I am looking to disable a false-positive alarm on a single host.
I have one host with a constant Alarm state, on a "Hardware Fan" alert for a non-existent fan!
The server itself has 12 fan slots, but only 5 populated. For some reason, vCenter is alerting on the "missing" fans.
The Alarm is defined at the vCenter level, so I can't disable it on the specific host - nor do I want to disable the entire alarm since I'd then miss an alarm if one of the existing fans really does fail.
Any thoughts on who to address it?
The host in question is an Intel S2600GZ, and the RMM on the host itself is *NOT* complaining of any issues (i.e., it's not just VMware passing on an alarm from the host hardware).
Not sure of the following - so assuming ESX/ESXi builds etc but need to know
Try the following and see what works
I can clear the alarm and it comes back - not right away, but it always does.
This host has been reformatted and had BIOS updates, and even moved from one vCenter to another vCenter.
This pretty much rules out a configuration issue. It is to do with the hardware that is incorrectly reporting fan state to the ESX layer. On the board documentation, is there a requirement that says all fan slots are to be populated? If not, is there a jumper setting or something that needs to be changed? If not, the next logical course of action would be to check with the hardware vendor to see if this is normal behaviour if all fan slots are not being used.
I would suggest check with hardware vendor if they have any fix for it.
I have seen issue with ibm hs22v where esxi reports incorrect bios battery voltage.
I will check with Intel, but as I mentioned, the board monitors are "all green" when I look at the RMM using the web interface.
I can see in the RMM which fans are present and which are not, and those in the system are all spinning at the same RPM.
Adding to the confusion, fans #1-6 all have a fan-A and fan-B, and all 5 existing fans have only fan-A present. So again, I am confused as to why VMware would only complain about fan 5, when 1-4 are exactly the same (I can imagine it complaining the fan-B missing on all 5 slots - that would make sense).
ESX essentially takes hardware information from CIM providers that in turn pull up information from the BMC. So it is either the MB/sensors/BMC/CIM providers - in that order you would need to isolate
I don't see any one else using the same hardware having run into this with ESX - and haven't seen related discussions on the Intel forums - ESX or otherwise which again points to something in the specific device/hardware
You could check the diag lights on the system board to see if that gives you a clue
The answer to this problem should be simple. Disable the fan alarm for this particular host.
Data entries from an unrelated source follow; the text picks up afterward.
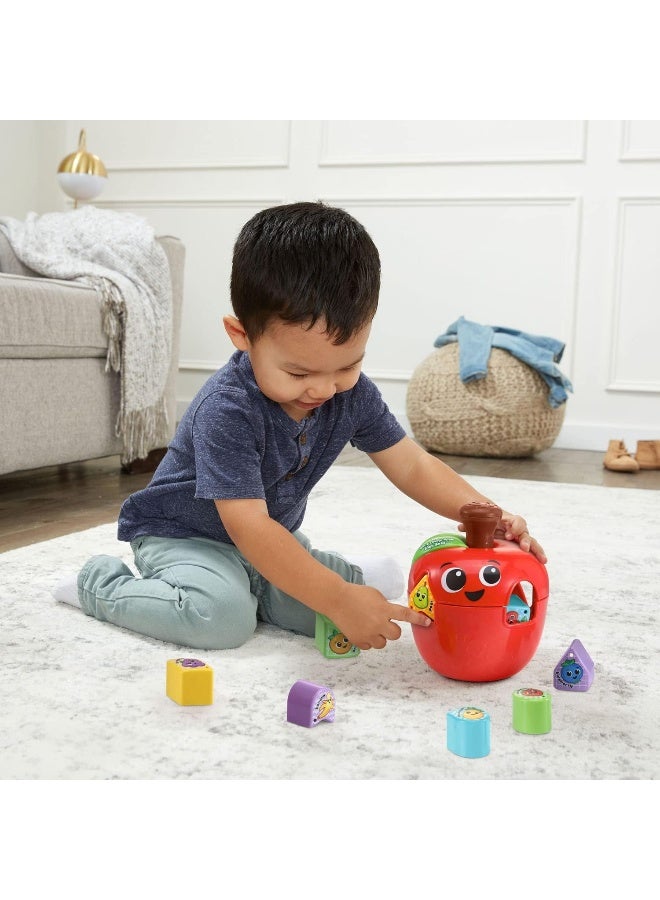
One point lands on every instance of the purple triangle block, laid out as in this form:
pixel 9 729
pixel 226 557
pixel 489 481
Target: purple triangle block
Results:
pixel 575 670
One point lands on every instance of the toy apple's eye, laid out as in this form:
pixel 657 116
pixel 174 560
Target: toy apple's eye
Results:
pixel 489 575
pixel 453 580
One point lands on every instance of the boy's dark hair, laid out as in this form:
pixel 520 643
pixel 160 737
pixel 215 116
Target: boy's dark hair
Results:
pixel 305 262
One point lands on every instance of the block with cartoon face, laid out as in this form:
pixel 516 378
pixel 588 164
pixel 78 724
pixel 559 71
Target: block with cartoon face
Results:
pixel 331 642
pixel 309 703
pixel 575 670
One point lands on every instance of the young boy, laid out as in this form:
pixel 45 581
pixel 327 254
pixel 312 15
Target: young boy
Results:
pixel 215 535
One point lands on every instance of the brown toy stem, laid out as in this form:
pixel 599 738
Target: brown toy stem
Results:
pixel 480 521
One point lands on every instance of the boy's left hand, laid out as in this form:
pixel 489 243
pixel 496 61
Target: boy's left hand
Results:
pixel 514 528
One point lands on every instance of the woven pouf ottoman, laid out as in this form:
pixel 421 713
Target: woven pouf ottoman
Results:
pixel 504 414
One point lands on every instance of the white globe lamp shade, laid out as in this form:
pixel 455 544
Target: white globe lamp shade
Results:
pixel 82 175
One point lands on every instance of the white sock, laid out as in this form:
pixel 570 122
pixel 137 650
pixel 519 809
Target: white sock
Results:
pixel 383 573
pixel 66 590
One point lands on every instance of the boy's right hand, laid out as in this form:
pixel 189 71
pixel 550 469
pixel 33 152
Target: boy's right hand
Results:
pixel 366 617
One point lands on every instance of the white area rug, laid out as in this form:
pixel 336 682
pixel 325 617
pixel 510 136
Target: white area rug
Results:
pixel 83 699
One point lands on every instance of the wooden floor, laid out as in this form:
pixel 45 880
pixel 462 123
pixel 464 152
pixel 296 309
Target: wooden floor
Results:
pixel 46 503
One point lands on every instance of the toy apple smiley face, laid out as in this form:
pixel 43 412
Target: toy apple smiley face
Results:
pixel 485 628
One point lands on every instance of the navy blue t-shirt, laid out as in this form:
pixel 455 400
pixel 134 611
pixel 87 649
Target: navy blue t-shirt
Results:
pixel 234 443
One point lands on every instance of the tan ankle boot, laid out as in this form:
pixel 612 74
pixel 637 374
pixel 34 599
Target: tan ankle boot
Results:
pixel 648 454
pixel 617 458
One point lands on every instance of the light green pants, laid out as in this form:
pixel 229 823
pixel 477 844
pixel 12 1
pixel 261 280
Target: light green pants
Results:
pixel 196 592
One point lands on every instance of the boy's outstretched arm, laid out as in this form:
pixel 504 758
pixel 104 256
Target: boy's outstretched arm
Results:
pixel 430 482
pixel 361 612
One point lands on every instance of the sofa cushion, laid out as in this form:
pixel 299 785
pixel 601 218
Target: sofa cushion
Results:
pixel 45 317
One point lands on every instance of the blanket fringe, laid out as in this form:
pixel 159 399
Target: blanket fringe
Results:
pixel 112 320
pixel 142 430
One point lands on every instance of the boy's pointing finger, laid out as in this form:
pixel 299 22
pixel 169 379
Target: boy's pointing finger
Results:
pixel 406 614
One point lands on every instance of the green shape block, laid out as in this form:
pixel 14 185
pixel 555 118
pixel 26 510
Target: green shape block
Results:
pixel 532 711
pixel 440 542
pixel 330 641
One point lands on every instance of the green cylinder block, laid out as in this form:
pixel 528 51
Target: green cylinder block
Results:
pixel 532 711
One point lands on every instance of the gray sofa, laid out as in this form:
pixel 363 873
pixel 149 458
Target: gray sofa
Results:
pixel 57 402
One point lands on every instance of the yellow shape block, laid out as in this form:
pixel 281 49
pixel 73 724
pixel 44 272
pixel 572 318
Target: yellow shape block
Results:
pixel 421 598
pixel 189 682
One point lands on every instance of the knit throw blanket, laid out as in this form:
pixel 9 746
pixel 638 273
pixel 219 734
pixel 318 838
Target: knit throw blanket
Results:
pixel 118 255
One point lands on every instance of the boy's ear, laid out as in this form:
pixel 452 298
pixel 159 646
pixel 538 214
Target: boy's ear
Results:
pixel 236 332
Since it is not getting detected correctly, the solution is to disable the alarm, or your host will have the "Check Engine Light" on at all times, blinding the administrator to real issues that may have cropped up outside of the bogus fan alert.
There is no way I see how this can be done for a single host, although I see you can do it at the vcenter level. The attached screen shot shows you how you can edit, and then disable the alarm. It would probably not be wise to disable this particular alarm for all the hosts in the vcenter.
In our case we have a bad sensor, so I have to live with the check engine light, unfortunately. I am guessing I could probably right a script to constantly look for and disable the warning.